# He misses his family, but does that mean he misses me as his wife?



## stillhoping

I stopped communicating with my ex-H about a month ago, no texts, no email, etc. He went away on a overseas vacation, then the night he came home, he came to our home looking for my son or I. He called me that night, asked me to have coffee or something with him because he misses his family. I said but does that mean you miss me, he said, well you are my family too. I told him in a subsequent conversation that I needed him to think about what he wanted, only get me involved with this if he wants me as his wife again. Once he knows that, we can spend time together to see if we can work out the details. Doesn't that make sense? My therapist said that it is for him to work out. In the meantime I am going absolutely crazy, got so hopeful, but then we spent one day together and then nothing, just regular old communication, about chores and the kids.

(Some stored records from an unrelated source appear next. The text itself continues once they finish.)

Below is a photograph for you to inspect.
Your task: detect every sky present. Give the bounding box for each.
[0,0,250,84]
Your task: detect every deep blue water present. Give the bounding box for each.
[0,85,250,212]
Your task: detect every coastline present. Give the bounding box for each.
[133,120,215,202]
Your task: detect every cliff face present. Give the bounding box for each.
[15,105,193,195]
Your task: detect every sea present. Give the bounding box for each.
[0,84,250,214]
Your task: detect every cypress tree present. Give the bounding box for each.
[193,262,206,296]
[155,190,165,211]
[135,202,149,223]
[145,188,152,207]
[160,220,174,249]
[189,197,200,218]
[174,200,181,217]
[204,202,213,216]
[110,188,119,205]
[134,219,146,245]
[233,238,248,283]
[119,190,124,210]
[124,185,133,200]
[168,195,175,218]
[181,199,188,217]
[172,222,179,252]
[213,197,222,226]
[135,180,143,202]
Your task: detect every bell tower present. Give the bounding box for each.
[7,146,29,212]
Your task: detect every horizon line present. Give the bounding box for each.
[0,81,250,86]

I was doing so great, not communicating.


----------



## sadwithouthim

stillhoping said:


> I stopped communicating with my ex-H about a month ago, no texts, no email, etc. He went away on a overseas vacation, then the night he came home, he came to our home looking for my son or I. He called me that night, asked me to have coffee or something with him because he misses his family. I said but does that mean you miss me, he said, well you are my family too. I told him in a subsequent conversation that I needed him to think about what he wanted, only get me involved with this if he wants me as his wife again. Once he knows that, we can spend time together to see if we can work out the details. Doesn't that make sense? My therapist said that it is for him to work out. In the meantime I am going absolutely crazy, got so hopeful, but then we spent one day together and then nothing, just regular old communication, about chores and the kids. I was doing so great, not communicating.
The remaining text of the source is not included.